Other Afghanis living in the building told her she was a “loose woman”, doing things that men “should be doing”, like repairing computers and learning about software. Feeling plenty of pride for her work, she eventually moved out of the accommodation once the pressure became too much to bear. In so doing, she made a statement of her autonomy by standing up against the cultural norms that restricted her.
Technology has also helped refugees find their own voice and decide how they want to be seen by others as the following example from Hong Kong shows.
A Somali recognized refugee taught himself how to make documentaries and video clips through online tutorials. Through sharing his clips on YouTube he was able to portray asylum seekers in a different light and show how visual artists and musicians who fled different parts of the world came to find inspiration through the generative force of art in a new place.
However, while digital connectivity has revolutionised how people get information and served as a powerful means of communication for people fleeing conflict, the digital space that technology provides is not always necessarily liberating.

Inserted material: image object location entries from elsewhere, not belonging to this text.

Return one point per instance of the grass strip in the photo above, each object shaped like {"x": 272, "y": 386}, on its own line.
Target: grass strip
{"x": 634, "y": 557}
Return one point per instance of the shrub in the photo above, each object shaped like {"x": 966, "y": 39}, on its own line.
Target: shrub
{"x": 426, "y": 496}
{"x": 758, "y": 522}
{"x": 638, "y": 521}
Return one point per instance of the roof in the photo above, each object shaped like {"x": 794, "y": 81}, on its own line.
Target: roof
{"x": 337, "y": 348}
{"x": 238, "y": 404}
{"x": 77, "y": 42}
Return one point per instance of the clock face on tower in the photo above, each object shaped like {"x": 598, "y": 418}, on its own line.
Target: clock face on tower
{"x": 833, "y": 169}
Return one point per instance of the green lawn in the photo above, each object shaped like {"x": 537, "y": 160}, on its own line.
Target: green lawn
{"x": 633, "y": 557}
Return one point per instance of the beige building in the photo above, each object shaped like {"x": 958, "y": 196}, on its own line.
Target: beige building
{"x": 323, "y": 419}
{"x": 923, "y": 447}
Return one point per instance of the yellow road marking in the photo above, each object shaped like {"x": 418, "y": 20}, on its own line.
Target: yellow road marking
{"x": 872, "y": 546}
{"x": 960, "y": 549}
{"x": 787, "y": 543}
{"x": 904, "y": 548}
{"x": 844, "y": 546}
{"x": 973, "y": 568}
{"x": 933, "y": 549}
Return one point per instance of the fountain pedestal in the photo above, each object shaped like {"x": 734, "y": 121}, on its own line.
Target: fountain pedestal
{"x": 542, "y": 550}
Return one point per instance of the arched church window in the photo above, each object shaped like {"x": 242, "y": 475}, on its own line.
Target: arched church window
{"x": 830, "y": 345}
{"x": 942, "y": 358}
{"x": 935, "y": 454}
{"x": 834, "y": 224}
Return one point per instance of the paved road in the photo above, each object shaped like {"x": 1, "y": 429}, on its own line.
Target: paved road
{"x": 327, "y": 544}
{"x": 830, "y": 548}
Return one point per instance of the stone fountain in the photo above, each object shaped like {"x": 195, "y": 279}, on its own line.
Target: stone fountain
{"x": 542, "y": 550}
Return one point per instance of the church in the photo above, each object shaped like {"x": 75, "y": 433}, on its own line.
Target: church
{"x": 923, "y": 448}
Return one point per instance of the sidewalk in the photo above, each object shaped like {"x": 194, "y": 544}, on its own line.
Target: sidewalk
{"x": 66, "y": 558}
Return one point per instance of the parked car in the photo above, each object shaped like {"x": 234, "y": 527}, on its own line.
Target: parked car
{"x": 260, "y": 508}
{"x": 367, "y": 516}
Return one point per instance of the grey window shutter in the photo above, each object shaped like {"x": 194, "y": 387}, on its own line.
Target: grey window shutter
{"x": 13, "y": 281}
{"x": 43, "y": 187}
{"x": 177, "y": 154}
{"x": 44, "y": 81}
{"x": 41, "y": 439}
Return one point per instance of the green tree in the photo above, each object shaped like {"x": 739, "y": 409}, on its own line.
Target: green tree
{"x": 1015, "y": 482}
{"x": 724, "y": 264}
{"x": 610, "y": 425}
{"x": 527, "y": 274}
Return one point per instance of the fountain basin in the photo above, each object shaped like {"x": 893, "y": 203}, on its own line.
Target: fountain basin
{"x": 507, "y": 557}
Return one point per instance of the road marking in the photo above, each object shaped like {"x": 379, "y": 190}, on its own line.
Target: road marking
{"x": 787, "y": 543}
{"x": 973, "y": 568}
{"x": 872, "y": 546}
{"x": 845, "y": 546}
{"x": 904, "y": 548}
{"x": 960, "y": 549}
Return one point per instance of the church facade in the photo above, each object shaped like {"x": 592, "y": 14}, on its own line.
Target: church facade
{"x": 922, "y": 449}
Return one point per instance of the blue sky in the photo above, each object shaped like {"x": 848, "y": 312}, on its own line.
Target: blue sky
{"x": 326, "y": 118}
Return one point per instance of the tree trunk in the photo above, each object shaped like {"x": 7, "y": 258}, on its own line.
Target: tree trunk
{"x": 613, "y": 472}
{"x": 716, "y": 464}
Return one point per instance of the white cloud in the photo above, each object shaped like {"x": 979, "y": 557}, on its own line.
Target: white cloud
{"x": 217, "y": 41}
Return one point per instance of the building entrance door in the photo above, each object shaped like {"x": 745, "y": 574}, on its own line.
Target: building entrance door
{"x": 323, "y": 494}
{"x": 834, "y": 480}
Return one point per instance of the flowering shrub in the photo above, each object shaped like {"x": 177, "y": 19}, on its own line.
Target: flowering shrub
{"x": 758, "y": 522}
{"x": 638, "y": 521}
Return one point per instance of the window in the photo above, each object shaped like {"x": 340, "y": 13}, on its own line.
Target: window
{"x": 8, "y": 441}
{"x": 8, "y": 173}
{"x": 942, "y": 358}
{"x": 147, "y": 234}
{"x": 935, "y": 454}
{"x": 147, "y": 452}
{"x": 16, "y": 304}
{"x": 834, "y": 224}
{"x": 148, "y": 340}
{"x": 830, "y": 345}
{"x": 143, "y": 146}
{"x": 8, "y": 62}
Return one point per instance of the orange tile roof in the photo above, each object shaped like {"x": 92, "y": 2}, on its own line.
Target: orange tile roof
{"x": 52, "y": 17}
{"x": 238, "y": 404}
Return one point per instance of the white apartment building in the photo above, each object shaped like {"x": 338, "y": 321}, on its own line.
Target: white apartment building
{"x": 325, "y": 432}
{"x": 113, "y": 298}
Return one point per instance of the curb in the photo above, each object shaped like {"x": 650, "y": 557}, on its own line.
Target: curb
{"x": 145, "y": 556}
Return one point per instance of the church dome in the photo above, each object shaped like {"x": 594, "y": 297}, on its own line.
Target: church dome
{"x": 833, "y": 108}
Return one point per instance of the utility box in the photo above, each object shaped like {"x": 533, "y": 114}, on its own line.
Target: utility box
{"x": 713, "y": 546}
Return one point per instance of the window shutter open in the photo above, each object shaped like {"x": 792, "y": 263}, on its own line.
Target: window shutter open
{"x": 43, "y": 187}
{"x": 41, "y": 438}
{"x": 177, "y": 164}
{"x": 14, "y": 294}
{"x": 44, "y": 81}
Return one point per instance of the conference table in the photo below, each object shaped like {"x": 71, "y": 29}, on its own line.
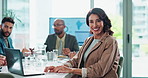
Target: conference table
{"x": 41, "y": 68}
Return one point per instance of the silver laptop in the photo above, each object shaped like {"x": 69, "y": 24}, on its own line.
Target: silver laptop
{"x": 15, "y": 65}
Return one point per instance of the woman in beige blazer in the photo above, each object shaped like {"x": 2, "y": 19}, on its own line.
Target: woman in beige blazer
{"x": 99, "y": 55}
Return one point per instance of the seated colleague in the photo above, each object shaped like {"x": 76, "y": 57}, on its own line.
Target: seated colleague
{"x": 99, "y": 55}
{"x": 5, "y": 31}
{"x": 68, "y": 41}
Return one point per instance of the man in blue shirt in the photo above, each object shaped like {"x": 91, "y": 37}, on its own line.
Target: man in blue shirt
{"x": 5, "y": 31}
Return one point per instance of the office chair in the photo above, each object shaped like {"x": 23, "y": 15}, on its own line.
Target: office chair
{"x": 6, "y": 75}
{"x": 120, "y": 66}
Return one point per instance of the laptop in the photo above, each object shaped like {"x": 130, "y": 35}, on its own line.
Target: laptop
{"x": 15, "y": 64}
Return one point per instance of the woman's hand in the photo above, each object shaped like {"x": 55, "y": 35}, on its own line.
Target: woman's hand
{"x": 66, "y": 51}
{"x": 49, "y": 69}
{"x": 72, "y": 54}
{"x": 58, "y": 69}
{"x": 63, "y": 69}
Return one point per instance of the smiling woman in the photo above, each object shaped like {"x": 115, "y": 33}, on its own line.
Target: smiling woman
{"x": 99, "y": 55}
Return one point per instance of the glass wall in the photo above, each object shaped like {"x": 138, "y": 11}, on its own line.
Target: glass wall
{"x": 139, "y": 38}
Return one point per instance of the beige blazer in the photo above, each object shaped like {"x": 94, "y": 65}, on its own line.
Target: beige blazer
{"x": 102, "y": 61}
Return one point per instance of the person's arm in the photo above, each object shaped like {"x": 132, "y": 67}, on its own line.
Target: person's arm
{"x": 3, "y": 60}
{"x": 108, "y": 57}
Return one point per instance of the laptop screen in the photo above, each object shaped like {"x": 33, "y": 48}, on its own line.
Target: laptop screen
{"x": 14, "y": 61}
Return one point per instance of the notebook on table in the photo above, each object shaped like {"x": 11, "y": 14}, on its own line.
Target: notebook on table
{"x": 15, "y": 65}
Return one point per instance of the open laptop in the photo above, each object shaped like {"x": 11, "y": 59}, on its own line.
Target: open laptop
{"x": 15, "y": 65}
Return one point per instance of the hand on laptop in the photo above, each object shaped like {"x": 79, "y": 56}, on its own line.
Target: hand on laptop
{"x": 3, "y": 60}
{"x": 58, "y": 69}
{"x": 26, "y": 52}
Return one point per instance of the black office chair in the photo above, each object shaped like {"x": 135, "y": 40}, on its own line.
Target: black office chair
{"x": 6, "y": 75}
{"x": 120, "y": 66}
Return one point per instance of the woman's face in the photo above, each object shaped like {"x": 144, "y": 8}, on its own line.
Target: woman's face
{"x": 95, "y": 24}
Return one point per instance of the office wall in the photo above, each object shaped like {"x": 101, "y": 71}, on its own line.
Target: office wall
{"x": 39, "y": 21}
{"x": 0, "y": 9}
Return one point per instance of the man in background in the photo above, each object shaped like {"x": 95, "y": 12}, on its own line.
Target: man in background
{"x": 6, "y": 27}
{"x": 64, "y": 43}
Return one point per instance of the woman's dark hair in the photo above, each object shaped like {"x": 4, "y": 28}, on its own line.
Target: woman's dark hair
{"x": 102, "y": 15}
{"x": 7, "y": 19}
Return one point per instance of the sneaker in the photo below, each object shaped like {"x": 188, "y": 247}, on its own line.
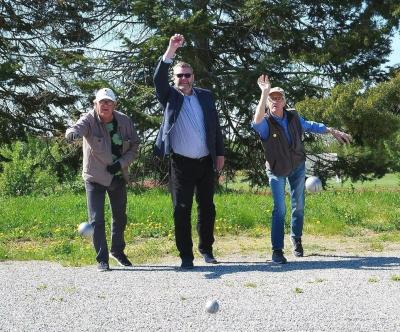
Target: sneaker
{"x": 297, "y": 247}
{"x": 209, "y": 258}
{"x": 103, "y": 266}
{"x": 187, "y": 264}
{"x": 121, "y": 259}
{"x": 277, "y": 257}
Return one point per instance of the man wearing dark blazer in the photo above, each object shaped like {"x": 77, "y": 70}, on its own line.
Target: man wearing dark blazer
{"x": 190, "y": 133}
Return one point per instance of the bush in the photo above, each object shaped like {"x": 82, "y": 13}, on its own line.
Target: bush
{"x": 28, "y": 167}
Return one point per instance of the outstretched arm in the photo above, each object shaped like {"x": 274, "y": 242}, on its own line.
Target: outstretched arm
{"x": 339, "y": 135}
{"x": 265, "y": 86}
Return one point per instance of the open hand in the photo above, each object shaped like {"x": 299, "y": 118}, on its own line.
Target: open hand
{"x": 263, "y": 83}
{"x": 176, "y": 41}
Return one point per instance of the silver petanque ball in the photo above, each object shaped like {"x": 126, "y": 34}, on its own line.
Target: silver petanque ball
{"x": 212, "y": 306}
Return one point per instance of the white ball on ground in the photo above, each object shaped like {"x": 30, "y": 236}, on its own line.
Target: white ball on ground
{"x": 313, "y": 184}
{"x": 85, "y": 229}
{"x": 212, "y": 306}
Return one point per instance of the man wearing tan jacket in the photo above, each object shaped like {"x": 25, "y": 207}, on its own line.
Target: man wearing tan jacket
{"x": 110, "y": 144}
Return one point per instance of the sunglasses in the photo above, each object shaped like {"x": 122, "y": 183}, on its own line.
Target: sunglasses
{"x": 187, "y": 75}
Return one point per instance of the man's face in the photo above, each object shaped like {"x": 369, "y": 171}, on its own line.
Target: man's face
{"x": 276, "y": 102}
{"x": 183, "y": 79}
{"x": 105, "y": 108}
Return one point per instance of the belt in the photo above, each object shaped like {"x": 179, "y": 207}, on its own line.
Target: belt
{"x": 179, "y": 156}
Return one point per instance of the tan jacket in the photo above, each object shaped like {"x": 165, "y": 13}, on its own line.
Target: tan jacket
{"x": 97, "y": 146}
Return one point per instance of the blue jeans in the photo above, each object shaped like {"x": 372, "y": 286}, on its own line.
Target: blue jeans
{"x": 96, "y": 194}
{"x": 296, "y": 185}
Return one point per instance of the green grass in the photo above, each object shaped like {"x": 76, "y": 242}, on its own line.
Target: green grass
{"x": 44, "y": 228}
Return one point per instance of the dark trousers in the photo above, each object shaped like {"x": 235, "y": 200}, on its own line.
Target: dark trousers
{"x": 96, "y": 194}
{"x": 189, "y": 176}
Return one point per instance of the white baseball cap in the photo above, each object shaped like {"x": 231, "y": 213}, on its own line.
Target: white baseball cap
{"x": 279, "y": 90}
{"x": 105, "y": 93}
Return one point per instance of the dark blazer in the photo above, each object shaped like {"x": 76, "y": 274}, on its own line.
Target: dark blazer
{"x": 171, "y": 100}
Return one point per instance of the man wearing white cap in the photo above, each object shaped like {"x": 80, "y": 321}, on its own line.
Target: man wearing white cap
{"x": 110, "y": 144}
{"x": 280, "y": 131}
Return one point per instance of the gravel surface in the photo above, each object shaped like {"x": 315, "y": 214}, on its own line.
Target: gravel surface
{"x": 313, "y": 293}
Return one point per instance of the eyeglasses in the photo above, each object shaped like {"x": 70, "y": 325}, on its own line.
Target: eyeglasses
{"x": 187, "y": 75}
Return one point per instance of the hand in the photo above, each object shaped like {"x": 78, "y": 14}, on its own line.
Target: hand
{"x": 340, "y": 136}
{"x": 263, "y": 83}
{"x": 219, "y": 163}
{"x": 176, "y": 41}
{"x": 72, "y": 136}
{"x": 114, "y": 167}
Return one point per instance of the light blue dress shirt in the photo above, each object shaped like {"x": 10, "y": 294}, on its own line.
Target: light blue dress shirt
{"x": 188, "y": 135}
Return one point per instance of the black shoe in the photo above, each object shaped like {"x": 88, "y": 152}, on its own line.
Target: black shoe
{"x": 209, "y": 258}
{"x": 187, "y": 264}
{"x": 121, "y": 259}
{"x": 103, "y": 266}
{"x": 297, "y": 247}
{"x": 277, "y": 257}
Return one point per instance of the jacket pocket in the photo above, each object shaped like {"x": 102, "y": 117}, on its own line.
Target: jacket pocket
{"x": 98, "y": 144}
{"x": 126, "y": 144}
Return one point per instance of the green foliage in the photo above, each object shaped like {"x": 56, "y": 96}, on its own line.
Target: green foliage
{"x": 45, "y": 227}
{"x": 370, "y": 116}
{"x": 35, "y": 166}
{"x": 56, "y": 53}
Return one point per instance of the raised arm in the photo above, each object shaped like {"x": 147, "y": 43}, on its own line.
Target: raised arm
{"x": 265, "y": 86}
{"x": 161, "y": 81}
{"x": 175, "y": 42}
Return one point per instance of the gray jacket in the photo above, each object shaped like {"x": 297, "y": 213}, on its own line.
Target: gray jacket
{"x": 97, "y": 146}
{"x": 281, "y": 157}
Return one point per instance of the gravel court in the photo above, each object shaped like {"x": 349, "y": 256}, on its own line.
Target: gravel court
{"x": 313, "y": 293}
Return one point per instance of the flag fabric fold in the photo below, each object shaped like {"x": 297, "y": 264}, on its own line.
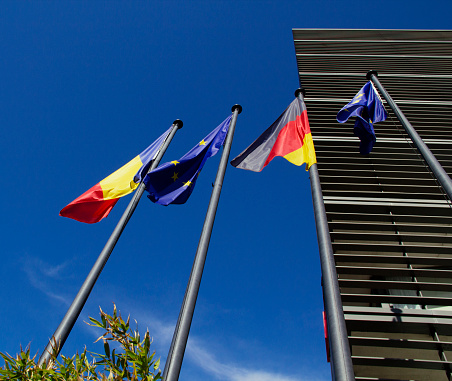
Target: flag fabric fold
{"x": 366, "y": 106}
{"x": 97, "y": 202}
{"x": 173, "y": 182}
{"x": 289, "y": 137}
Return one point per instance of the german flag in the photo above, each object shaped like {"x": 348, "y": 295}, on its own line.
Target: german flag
{"x": 289, "y": 137}
{"x": 97, "y": 202}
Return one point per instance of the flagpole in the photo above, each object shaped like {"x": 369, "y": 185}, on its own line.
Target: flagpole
{"x": 64, "y": 329}
{"x": 428, "y": 156}
{"x": 341, "y": 361}
{"x": 179, "y": 342}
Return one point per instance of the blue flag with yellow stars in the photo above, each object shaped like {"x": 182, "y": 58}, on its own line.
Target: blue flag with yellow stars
{"x": 368, "y": 109}
{"x": 173, "y": 182}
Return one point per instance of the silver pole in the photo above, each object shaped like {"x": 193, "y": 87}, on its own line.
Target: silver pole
{"x": 341, "y": 360}
{"x": 179, "y": 342}
{"x": 64, "y": 329}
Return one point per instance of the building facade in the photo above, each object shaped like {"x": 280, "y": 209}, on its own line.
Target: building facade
{"x": 389, "y": 220}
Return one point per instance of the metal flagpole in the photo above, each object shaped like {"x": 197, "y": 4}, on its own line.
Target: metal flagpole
{"x": 429, "y": 158}
{"x": 177, "y": 349}
{"x": 341, "y": 361}
{"x": 64, "y": 329}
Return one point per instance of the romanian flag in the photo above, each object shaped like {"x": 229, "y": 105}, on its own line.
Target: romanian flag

Some feel the need to be cautious about their self-presentation online due to fear of rejection and judgement that arise from the stigma surrounding their identity of “asylum seeker/refugee”.
Others are very sceptical about using social media, as they fear surveillance by their native governments. While caution is understandable and important, fear can also mean digital disconnection. It can make it harder for educationally-disadvantaged people, especially women, to receive information on health, legal matters, and work opportunities.
Technology has become a fundamental tool to help asylum seekers enter and settle into unfamiliar environments. It has helped to create support networks and build solidarity across the lines of culture, legal status, and class.
Equally importantly, by looking at the relationship between technology and emotional well-being of people fleeing conflict, we also come to clearly see how resilient and resourceful these individuals are as they develop new lives.
Professor Saskia Witteborn is with the School of Journalism and Communication, Faculty of Social Science, The Chinese University of Hong Kong and Associate Director of the Research Centre on Migration and Mobility.